Fig. 2 Morphine exacerbates the excitotoxic effects of HIV Tat by mobilizing Ca2+ from ryanodine (RyR)-sensitive internal stores. (a) Tat-induced increases in [Ca2+]i were not attenuated by ryanodine, whereas ryanodine and pyruvate attenuate combined Tat and morphine-induced increases in [Ca2+]i. Nimodipine (L-type Ca2+ channel blocker) and dantrolene did not show any effects. (b) Average [Ca2+]i over 10 min indicated ryanodine significantly blocked combined Tat and morphine-induced increases in [Ca2+]i, whereas no effects were noted for nimodipine, dantrolene, or pyruvate. *p < 0.05 vs. control, #p < 0.05 vs. Tat 50 nM, §p < 0.05 vs. TM, TM: Tat 50 nM + Morphine 500 nM. (c) Summary of HIV-1 Tat and morphine interactive neuronal injury in striatal medium spiny neurons. Combined Tat and morphine promotes structural and functional defects in dendrites via α-amino-3-hydroxy-5-methyl-4-isoxazolepropionic acid receptors (AMPAR), N-methyl-D-aspartic acid receptors (NMDAR), and MOR, causing influxes of Na+ and/or Ca2+, compensatory increases in Na+/K+-dependent ATPase activity, and a rapid loss in ATP mobilization with an inability to extrude excess Na+ via Na+/K+-ATPase caused by mitochondrial hyperpolarization. Dysregulation of [Ca2+]i homeostasis by combined Tat and morphine appears to be mediated downstream of [Na+]i at the level of calcium mobilization, which in turn appears to be regulated via ryanodine (RyR)-sensitive sites, and enhanced by morphine exposure likely via MOR-dependent stimulation of PI3-kinase and Ca2+ mobilization via the Gβγ protein subunit. (a-b) Modified and reprinted with permission from Fitting et al. (2014a)

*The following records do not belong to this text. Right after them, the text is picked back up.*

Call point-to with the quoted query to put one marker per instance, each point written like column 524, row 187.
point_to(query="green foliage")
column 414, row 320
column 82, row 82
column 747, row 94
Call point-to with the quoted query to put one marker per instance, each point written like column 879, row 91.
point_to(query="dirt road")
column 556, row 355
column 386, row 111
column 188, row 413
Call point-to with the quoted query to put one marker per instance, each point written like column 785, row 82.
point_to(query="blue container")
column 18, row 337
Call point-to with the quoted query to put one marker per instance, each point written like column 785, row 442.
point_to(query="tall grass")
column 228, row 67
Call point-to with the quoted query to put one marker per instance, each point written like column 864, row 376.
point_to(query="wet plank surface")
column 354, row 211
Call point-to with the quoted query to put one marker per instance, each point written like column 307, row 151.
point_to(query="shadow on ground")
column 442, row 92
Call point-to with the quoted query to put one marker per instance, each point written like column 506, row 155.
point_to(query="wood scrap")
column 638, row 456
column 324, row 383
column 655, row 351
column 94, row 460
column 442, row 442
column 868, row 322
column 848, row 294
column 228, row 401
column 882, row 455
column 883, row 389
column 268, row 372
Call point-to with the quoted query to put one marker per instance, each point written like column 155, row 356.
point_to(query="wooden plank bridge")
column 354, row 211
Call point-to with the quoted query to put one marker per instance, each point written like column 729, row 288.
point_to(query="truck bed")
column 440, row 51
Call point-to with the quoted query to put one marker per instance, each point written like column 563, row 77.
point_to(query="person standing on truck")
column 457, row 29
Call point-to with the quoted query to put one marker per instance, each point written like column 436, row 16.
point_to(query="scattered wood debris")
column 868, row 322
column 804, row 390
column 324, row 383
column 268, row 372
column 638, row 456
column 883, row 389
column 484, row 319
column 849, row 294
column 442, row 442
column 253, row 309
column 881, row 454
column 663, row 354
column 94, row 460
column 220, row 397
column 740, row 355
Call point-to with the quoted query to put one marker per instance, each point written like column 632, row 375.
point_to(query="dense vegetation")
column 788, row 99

Glial-derived neuronal injury is not unidirectional. Neuronal damage-associated molecular patterns (DAMPs) and dysfunction can trigger both infected and uninfected glia to become reactive, resulting in further neuronal damage and escalating pathology. Neuronal injury can reactivate HIV in latently infected microglia (Alvarez-Carbonell et al. 2019). While the events underlying the disruption of neuronal-microglial activation that trigger the emergence of latent HIV are unclear, the induction of HIV expression appears to involve the production of DAMPs by injured neurons and can be turned “on”, e.g., by methamphetamine-induced sigma-1 (σ1) receptor activation, TNF-α and IL-1β, and TLR3 activation can be turned “off” by CX3CL1/fractalkine or glucocorticoid receptor activation (Alvarez-Carbonell et al. 2017, 2019).